It's nothing sexy, but it sounds interesting enough, so I thought why not. I was missing a project to write Zig, and as much as I like reading the language spec I love writing code. I'm glad I read the spec though, learned a few things about the language that would have taken me months of programming to learn about.
Building a Db
I've built databases before, written a network protocol to communicate to the database too. But I never finished it. Also, it was just writing to a file with a simple data structure. I've always wanted to learn a new data structure, but I find it quite dull to learn it for the sake of it. I'm much more motivated when I can put it to use somewhere. So for the db project, I'm gonna be using B+ tree
. Funny thing is I don't even know what it is. But I've read about it somewhere sometime in an article about databases.

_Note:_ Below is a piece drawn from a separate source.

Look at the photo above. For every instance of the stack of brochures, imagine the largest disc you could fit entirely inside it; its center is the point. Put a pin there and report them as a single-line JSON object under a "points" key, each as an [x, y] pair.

I'm also thinking of building a protocol to communicate to the db.
Hacker new delivers as always
I'm not very good at breaking down a complex problem to the point where I can build it's individual parts incrementally, yet! So I do depend on books that break it down for you, makes it easier for me to stay motivated too. Something to look forward too.
So as always, I found an article on building a database from scratch. At first I was skeptical because a lot of the times, it's too simplistic to get excited about. But this one is quite good, and looks somewhat similar to SQL
based databases.
Building a network protocol
I've built rudimentary network protocols before on top of TCP
, but I'm thinking maybe build one on top of UDP
, I know it's not an ideal network for a database as you do can't afford packet loss. It's all for fun anyways, I want to see what the challenges are.
I've just setup the project file today, finally realized how to remove the root.zig
file without causing havoc on the build system. Also realized why it was put there in the first place. But I sort of learned how to add external dependencies in Zig while adding Raylib in the browser project.